Foi a localização da Horta, a meio caminho entre o Velho e o Novo Mundo, que ditou que aqui se instalassem quatro companhias de cabos submarinos que, a partir de 1893, transformaram a ilha numa torre de Babel. Quando, em 1918, Henrique Azevedo (1885 -1975) abriu o Café Sport, batizou-o assim por causa do gosto pelo desporto, um gosto que não era alheio à influência dos ingleses e alemães expatriados na ilha, que trabalhavam para essas companhias, e que levaram a paixão do desporto para aquelas paragens.

O nome “Peter” haveria de surgir apenas na geração seguinte, também pela mão de um inglês. José Azevedo (1925-2005), filho do fundador do Café Sport, trabalhou seis meses no porto da Horta e o seu patrão, um oficial inglês do navio H.M.S Lusitânia II, achando-o parecido com o seu próprio filho Peter, começou a tratá-lo assim. Tanto José como o café que herdou do pai passariam a ser conhecidos por esse nome.

Finda a Segunda Guerra, mais uma vez, a geografia da Horta ditou a história da ilha e do café: protegida pela Ponta da Espalamaca, a norte, e pelo Monte da Guia, a sul, a baía da Horta afirmou-se como um ponto de paragem dos aventureiros que faziam a travessia do Atlântico e que encontraram no Peter uma hospitalidade que lhes era tão necessária como o pão para a boca.
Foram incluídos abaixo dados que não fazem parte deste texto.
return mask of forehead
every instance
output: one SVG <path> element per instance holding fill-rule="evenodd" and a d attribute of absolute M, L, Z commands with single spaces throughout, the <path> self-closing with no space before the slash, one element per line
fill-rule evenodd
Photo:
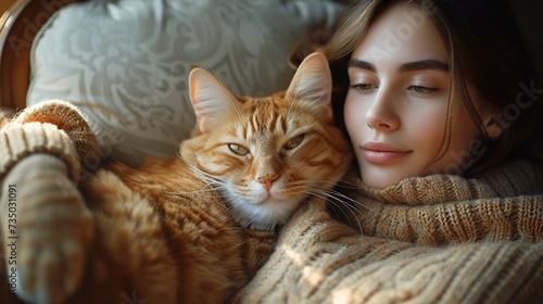
<path fill-rule="evenodd" d="M 449 55 L 431 17 L 416 3 L 394 3 L 379 12 L 353 51 L 353 58 L 376 65 L 434 59 Z"/>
Depois de meses a enfrentar as vagas do Atlântico, os homens chegavam ali e o Peter – a quem um desses aventureiros chamou “excêntrico São Cristóvão dos marinheiros estrangeiros” – enfiava-se num pequeno barco a remos para lhes ir dar as boas-vindas a meio da baía, onde fundeavam. “Ajudava-os com a autorização médica [exigida para desembarcar até aos anos 1970], agilizava os abastecimentos necessários, fazia-lhes câmbio de moeda estrangeira, providenciava reparações aos barcos e servia até de posta-restante”, conta José Henrique Azevedo, filho de Peter e atual proprietário.
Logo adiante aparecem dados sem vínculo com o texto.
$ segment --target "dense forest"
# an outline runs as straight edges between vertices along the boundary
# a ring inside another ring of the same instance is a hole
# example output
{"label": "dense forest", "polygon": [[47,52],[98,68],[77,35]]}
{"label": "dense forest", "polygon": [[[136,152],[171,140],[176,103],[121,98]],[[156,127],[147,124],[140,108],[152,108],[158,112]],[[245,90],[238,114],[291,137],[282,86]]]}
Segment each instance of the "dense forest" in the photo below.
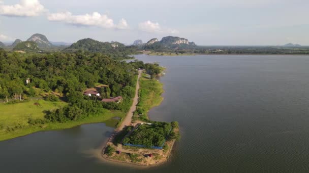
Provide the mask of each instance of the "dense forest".
{"label": "dense forest", "polygon": [[[52,122],[76,120],[100,114],[104,108],[126,112],[134,95],[137,69],[158,73],[159,68],[157,64],[137,61],[127,63],[101,53],[82,51],[22,54],[1,49],[0,99],[7,104],[42,97],[69,103],[66,107],[46,112],[44,120]],[[108,85],[102,91],[105,97],[121,96],[123,101],[119,104],[103,103],[97,97],[83,95],[87,88],[98,84]]]}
Ali recebiam cartas e encomendas dirigidas aos navegadores, serviço que ainda hoje mantém e que lhes valeu, em 2004, o galardão “Correio de Ouro” atribuído pelos CTT. “Hoje, escreve-se menos e por puro romantismo. Mas já temos atrás do balcão cartas deixadas por jovens de escolas náuticas para amigos que aqui vão passar em 2020 ou 2021”, partilha José Henrique.

Noutros tempos, tanta ajuda e hospitalidade não passavam despercebidas aos aventureiros que, apesar do ar andrajoso com que desembarcavam, próprio de muitos meses no mar, eram abastados e cultos. Escreviam livros e davam entrevistas sobre as suas aventuras marítimas pioneiras e o Peter era sempre mencionado. O homem e o café. Pois estavam para os navegadores como a baía da Horta estava para os barcos que chegavam: um abençoado porto de abrigo dos lobos do mar.

O escritor inglês Bernard Venables, por exemplo, dedicou o livro Baleia! (1969) a Henrique e José (Peter) Azevedo. Escreveu: “Nunca um viajante encontrou melhores amigos”. José Henrique gostava que daqui a muitos anos escrevessem o mesmo sobre ele: “Que me mantive fiel ao lema do meu avô e do meu pai. Que este é um espaço especial, onde as pessoas podem ser ajudadas”.

Hoje, na Horta, a caça à baleia deu lugar ao “whale watching” (observação de baleias). Há bem mais viajantes a chegar de avião do que aventureiros. No entanto, o icónico Peter mantém-se praticamente inalterado. O gin tónico – a bebida da casa desde o tempo dos clientes ingleses das companhias de cabos submarinos – chama-se agora “gin da amizade”, uma expressão emprestada a um poema açoriano, que faz alusão à promessa implícita que a casa faz há 100 anos: “Aqui, está-se sempre entre amigos”.